Editor’s Note: This Sentinel’s Prime Directive: Ruin or spoil all stories about mutants.
Being a cynical and ironic child of the late 1980s / early 90s, there isn’t a reason on Earth why I should like Avengers Academy #32. It is naked and blatant in its attempts to manipulate the reader’s emotions by placing children and their pets in mortal danger from a cold and callous external threat. It blatantly pulls the old E.T. trick of making kids the emotionally satisfying voice of emotional trueness in the face of cold and calculating adult logic and compromise, and it even alludes to the old Old Yeller tearjerker moment when it isn’t obviously humping the corpse of Short Circuit. Truly, a book like this should have me sneering disdainfully while listening to Nirvana on my way to a Richard Linkater film and slacking. Or something like that.
With all that said, it’s now 2012, and the other day I almost got weepy when the Boston Red Sox traded Kevin Youkilis. So I don’t know if I’m losing my edge or what, but rather than being turned off by the obvious emotional manipulation going on in this comic book, I found it to be one of the best of the week. So either writer Christos Gage is damn good at what he’s doing, or I am turning into a colossal pussy. Regardless: I liked this book.
Avengers Academy #32 is part of the Avengers Vs. X-Men event, taking place shortly after The Phoenix Five (Appearing soon with The Coasters and The Beach Boys at a county fair near you!) absorbed the Phoenix Force and started fixing the world, as depicted in Avengers Vs. X-Men #6. The war hasn’t obviously hit Avengers Academy here, as X-23 is wandering around, getting in people’s shit complaining about student Juston Seyfert and his pet Sentinel. Yeah, a mutant-killing Sentinel that Juston has reprogrammed to be loyal to him… by driving the “kill all mutants” directive down the memory stack to somewhere between “protect Juston and his friends” and “Juston always deserves a happy ending.” Then Phoenix-possessed Emma Frost shows up, and all hell breaks loose.

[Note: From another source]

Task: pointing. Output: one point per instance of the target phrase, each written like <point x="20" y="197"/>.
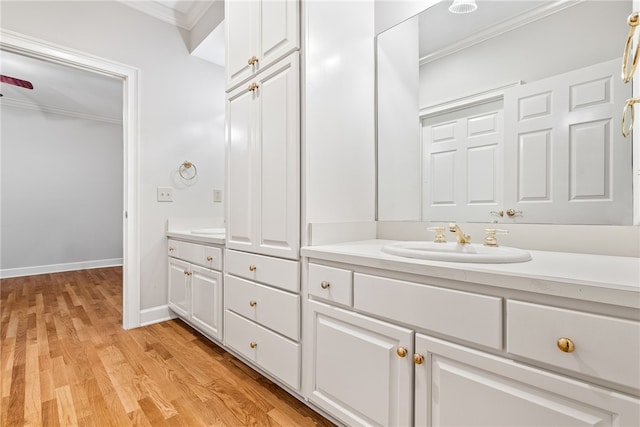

That’s the plot… but there is a hell of a lot else going on here. The parallels that Gage draws between characters and their conflicting motivations in the face of this situation are Goddamned masterfully done, and add one hell of a lot of ambiguity to what seem to be cut-and-dried desires and decisions to each of the characters. It makes complete and total sense that mutant Wolverine clone X-23, a mutant, would want a machine built to kill destroyed… until Juston points out that X-23 was cloned and trained to be a killing machine herself. It is simple logic that Hank Pym would make the decision to surrender the Sentinel to Emma Frost to save the students because the Sentinel’s just a machine… until Striker reminds Pym that Pym’s former love Jocasta was also a machine.
Gage packs moments like these into the books, along with moments that, yes, are blatant attempts to manipulate our emotions to hammer the stakes of the book home. Yes: it is a cheapjack move to tweak your heartstrings by seeing X-23 in a position where she is forced to decide whether or not to kill a small animal, and yes: seeing a child weep over the impending death of his best friend is one of the most cynical ways to induce tears, second only to pepper spraying you while yanking out your nose hairs with pliers. But just because these moves are obvious doesn’t mean that they’re not effective.
By combining obvious plays for emotion with effective motivational ambiguity in the prime movers of the story, Gage effectively creates a story that sucks you into the struggles of the characters, and gives reasonable and logical reasons for people who were working at cross purposes on page one to come together in one of the most thrilling lost-cause cliffhanger endings of the past few weeks. It is an ending that could only be made more satisfying if you happened to be listening to Rage Against The Machine’s Killing In The Name when you read it.
The book’s art by Timothy Green II is solid and workmanlike, if not spectacular and stylized. That’s not a bad thing. His stuff is finely detailed and clear, but with a weird mix of what appears to be a combination of manga and 90s-style X-Treme influences; the eyes are somewhat big, and the bodies generally realistic (although the women are all kinda wasp-waisted with normal-sized breasts, which screams Sailor Moon to me, but not in a way that utterly compels me to masturbate), while some of the faces have Liefeld-style crosshatched details on them… but done lightly, like on some level he knows that he shouldn’t be doing it. Still and all, his storytelling is clear and easy to follow, and his panel placement is clear enough as to not be intimidating or confusion; so while his style isn’t one that totally works for me, it serves the story well enough.
Viewed from one angle, this story is a blatant and cynical attempt to play on your emotions to suck you in. From another angle: those attempts work. This is a damn fine book that will make you care about the characters and damn near make you fist-pump at the end. It is arguably the best book of the week, and that’s from a guy who at eleven years old, didn’t cry when E.T. died.
Then again, E.T. didn’t have a .390 on-base percentage with 83 RBIs and a Golden Glove award on the way to taking the Sox to the 2007 championship, so, you know, fuck E.T.